The general lack of data regarding this rare histological variant of bladder cancer, and in particular a dearth of understanding of its genomics and the mechanisms underlying pathophysiology of SCBC led us to undertake this investigation. We started with the identification of all small cell and neuroendocrine bladder cancer cases that were seen at Cleveland Clinic over the previous 30 years through the review of pathology records. This review yielded clinical, demographic and treatment characteristics of 63 identified patient cases. Importantly, significant subsets of these patients had archived tumor tissue available for immunohistochemistry analysis of tumor markers (n = 53) as well as analysis of mRNA expression (n = 39) using EdgeSeq oncology biomarker panel. This allowed for the correlation of gene and protein expression with relevant pathologic and clinical characteristics including overall survival (OS). Overall among the 39 patients who had tissue available for gene expression analysis, gene expression profiling was performed on 39 primary tumor samples as well as 6 adjacent normal urothelium samples and 1 metastatic sample from the same patients. Differential gene expression analyses comparing tumor and adjacent “normal” urothelial samples nominated several potential therapeutic targets including DLL3, PD-L1, ASCL1, and NCAM1/CD56. The protein expression of these tumor markers was further confirmed by immunohistochemistry analyses. Finally, an SCBC PDX model was also used to assess the in vivo efficacy of a DLL3-targeting antibody-drug conjugate (ADC) that is currently in early phase clinical trials in other DLL3-expressing malignancies.
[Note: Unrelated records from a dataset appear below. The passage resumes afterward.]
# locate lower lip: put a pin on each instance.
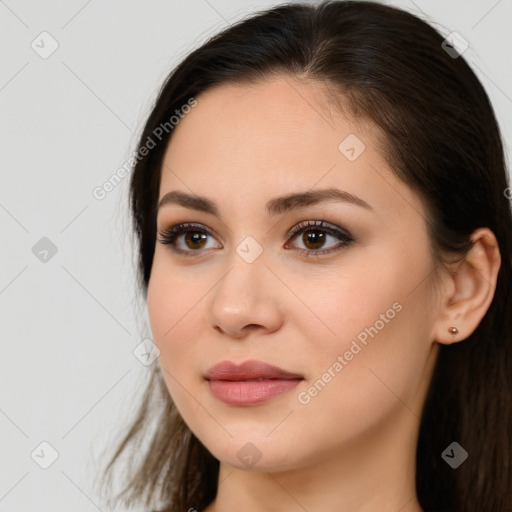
(245, 392)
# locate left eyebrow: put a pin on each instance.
(276, 206)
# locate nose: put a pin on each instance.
(246, 299)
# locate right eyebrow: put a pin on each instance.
(276, 206)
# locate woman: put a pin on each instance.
(321, 206)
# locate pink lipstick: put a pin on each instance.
(250, 383)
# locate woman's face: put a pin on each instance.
(348, 307)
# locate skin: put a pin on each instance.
(352, 446)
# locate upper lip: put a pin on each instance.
(227, 370)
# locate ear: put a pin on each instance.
(469, 289)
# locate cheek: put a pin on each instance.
(375, 362)
(174, 314)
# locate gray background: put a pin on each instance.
(69, 324)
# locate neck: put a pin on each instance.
(376, 472)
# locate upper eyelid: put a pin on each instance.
(296, 229)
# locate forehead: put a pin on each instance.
(243, 141)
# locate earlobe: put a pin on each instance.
(471, 290)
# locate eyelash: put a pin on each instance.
(169, 235)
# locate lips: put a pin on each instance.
(247, 371)
(249, 384)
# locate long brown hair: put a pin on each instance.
(442, 139)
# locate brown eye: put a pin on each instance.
(315, 235)
(193, 236)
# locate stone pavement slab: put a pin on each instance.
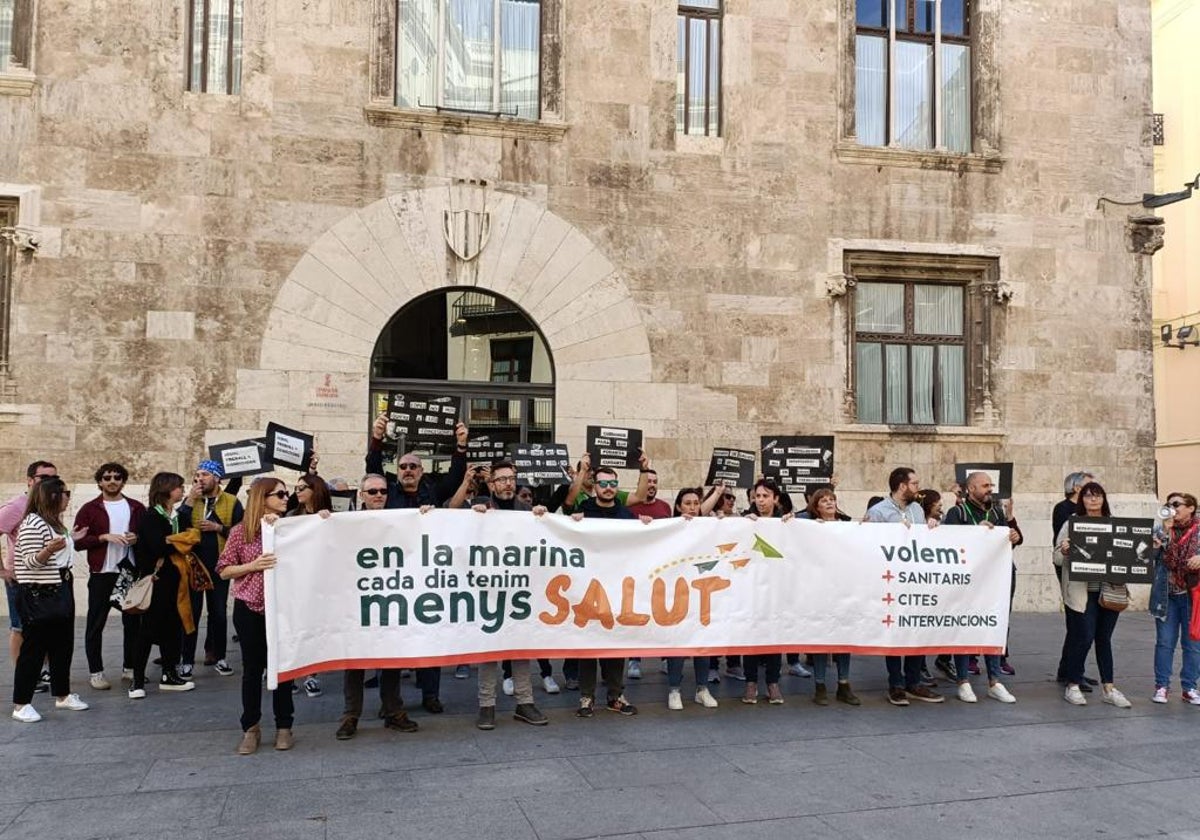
(165, 766)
Our transcriptomic analysis identified mRNA expression patterns that correlated with distinct clinical phenotypes including more aggressive and more indolent disease. Tumors with a more “normal-like” pattern of gene expression came from patients who clinically did better and had a longer OS compared to patients whose tumors had a “metastasis-like” pattern of gene expression. Furthermore, unsupervised hierarchical clustering revealed that the gene expression pattern of any small cell tumor was more closely clustered with other small cell tumors than to adjacent “normal” urothelial tissue from the individual in which that tumor arose; this suggests a convergent evolution towards a similar pathologic phenotype. Similarly, gene expression patterns associated with metastatic disease clustered most closely with gene expression of the primary tumor sample from which that metastasis arose. Altogether these data support a model where a clonal event in the development of this aggressive variant is captured in the gene expression pattern of localized disease and persists through the process of metastatic progression. This is consistent with the early aggressive phenotype of small cell tumors and has implications for biomarker development and risk stratification.
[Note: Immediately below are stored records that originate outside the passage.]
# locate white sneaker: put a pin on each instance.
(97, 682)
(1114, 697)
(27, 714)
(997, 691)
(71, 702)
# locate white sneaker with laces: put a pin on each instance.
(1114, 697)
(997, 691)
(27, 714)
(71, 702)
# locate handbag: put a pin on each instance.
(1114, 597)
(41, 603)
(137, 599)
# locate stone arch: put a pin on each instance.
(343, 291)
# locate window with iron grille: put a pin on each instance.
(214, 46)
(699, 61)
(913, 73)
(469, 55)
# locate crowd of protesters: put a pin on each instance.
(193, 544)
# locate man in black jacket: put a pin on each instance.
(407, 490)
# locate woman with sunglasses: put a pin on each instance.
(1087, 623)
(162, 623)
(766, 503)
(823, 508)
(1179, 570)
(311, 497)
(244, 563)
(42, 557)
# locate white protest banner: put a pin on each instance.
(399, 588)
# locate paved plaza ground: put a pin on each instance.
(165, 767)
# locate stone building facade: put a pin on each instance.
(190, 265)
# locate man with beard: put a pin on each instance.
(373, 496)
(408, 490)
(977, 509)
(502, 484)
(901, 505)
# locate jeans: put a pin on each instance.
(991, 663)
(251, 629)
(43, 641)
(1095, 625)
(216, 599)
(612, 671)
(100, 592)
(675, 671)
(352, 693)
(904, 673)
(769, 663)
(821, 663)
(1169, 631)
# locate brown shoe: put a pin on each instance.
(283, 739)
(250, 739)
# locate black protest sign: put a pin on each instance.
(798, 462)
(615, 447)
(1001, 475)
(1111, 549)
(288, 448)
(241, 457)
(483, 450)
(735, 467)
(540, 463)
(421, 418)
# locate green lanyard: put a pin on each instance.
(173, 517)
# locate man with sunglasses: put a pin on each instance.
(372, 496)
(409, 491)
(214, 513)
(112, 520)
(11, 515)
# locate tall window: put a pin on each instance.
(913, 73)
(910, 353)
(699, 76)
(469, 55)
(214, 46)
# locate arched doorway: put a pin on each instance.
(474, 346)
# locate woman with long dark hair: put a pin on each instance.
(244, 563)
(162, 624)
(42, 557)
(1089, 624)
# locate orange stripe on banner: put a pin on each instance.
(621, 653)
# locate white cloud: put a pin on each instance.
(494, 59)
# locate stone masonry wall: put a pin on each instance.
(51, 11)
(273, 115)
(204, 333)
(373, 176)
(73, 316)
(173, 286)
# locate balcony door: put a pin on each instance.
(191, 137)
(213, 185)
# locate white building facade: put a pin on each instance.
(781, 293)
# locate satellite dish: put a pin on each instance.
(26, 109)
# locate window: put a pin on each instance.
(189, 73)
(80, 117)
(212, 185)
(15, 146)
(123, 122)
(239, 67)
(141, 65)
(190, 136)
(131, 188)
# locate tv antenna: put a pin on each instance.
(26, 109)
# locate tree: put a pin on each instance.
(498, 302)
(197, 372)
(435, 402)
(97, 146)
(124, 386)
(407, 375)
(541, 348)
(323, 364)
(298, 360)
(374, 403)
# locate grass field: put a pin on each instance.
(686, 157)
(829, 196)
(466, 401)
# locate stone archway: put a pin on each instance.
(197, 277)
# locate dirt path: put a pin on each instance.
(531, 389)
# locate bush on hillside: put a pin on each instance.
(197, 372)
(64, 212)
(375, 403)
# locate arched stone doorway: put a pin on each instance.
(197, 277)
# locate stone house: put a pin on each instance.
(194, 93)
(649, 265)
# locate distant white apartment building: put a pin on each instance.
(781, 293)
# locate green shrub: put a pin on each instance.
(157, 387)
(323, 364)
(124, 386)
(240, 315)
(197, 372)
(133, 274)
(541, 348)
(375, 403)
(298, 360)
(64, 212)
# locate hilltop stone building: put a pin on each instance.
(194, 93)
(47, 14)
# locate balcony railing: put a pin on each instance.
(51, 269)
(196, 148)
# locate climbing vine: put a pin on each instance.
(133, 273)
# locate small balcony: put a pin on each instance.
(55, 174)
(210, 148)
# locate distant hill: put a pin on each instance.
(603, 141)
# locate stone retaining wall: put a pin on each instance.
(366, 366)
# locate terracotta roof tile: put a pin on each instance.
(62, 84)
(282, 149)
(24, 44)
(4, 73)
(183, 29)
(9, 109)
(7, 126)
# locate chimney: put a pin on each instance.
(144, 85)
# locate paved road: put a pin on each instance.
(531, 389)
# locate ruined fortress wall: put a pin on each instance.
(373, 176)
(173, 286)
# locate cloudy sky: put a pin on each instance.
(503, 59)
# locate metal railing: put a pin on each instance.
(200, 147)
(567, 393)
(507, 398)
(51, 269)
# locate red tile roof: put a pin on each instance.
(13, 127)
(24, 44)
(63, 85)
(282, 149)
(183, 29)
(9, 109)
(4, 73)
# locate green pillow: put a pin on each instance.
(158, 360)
We found the expression of certain biomarkers including DLL3, ASCL1, and NCAM1/CD56 to be common in SCBC, and also found DLL3 and CD56 protein expression to be prognostic of clinical outcomes, including a shorter OS in a multivariate analysis. The strong correlation of gene and protein expression of both DLL3 and NCAM1/CD56 suggested that this expression is regulated at the transcriptional level. Finally, we tested the hypothesis that DLL3 could serve as a predictive biomarker and therapeutic target for a DLL3-targeting ADC. Indeed, in a PDX model of SCBC, this agent showed durable efficacy as compared to standard of care chemotherapy, with preferential targeting of DLL3-expressing tumor-initiating cells.

To our knowledge, this was the largest study to investigate tumor markers and genomics in small cell bladder cancer. In this multifaceted analysis, we were able to show that gene expression patterns in SCBC associate with clinical phenotypes that range from more indolent to very aggressive disease and may have a potential impact on treatment selection. We found that overexpression of DLL3 mRNA and protein is common in SCBC and expression levels were prognostic of worse outcomes. Moreover, DLL3 may be an important predictive biomarker and therapeutic target in SCBC. We showed preclinical data demonstrating in vivo efficacy of a DLL3-targeted antibody-drug conjugate in a PDX model of SCBC. Altogether, these data enhance our understanding of small cell bladder cancer biology and may lead to improvements in treatment selection, clinical trial design, and patient care for this rare but aggressive disease. 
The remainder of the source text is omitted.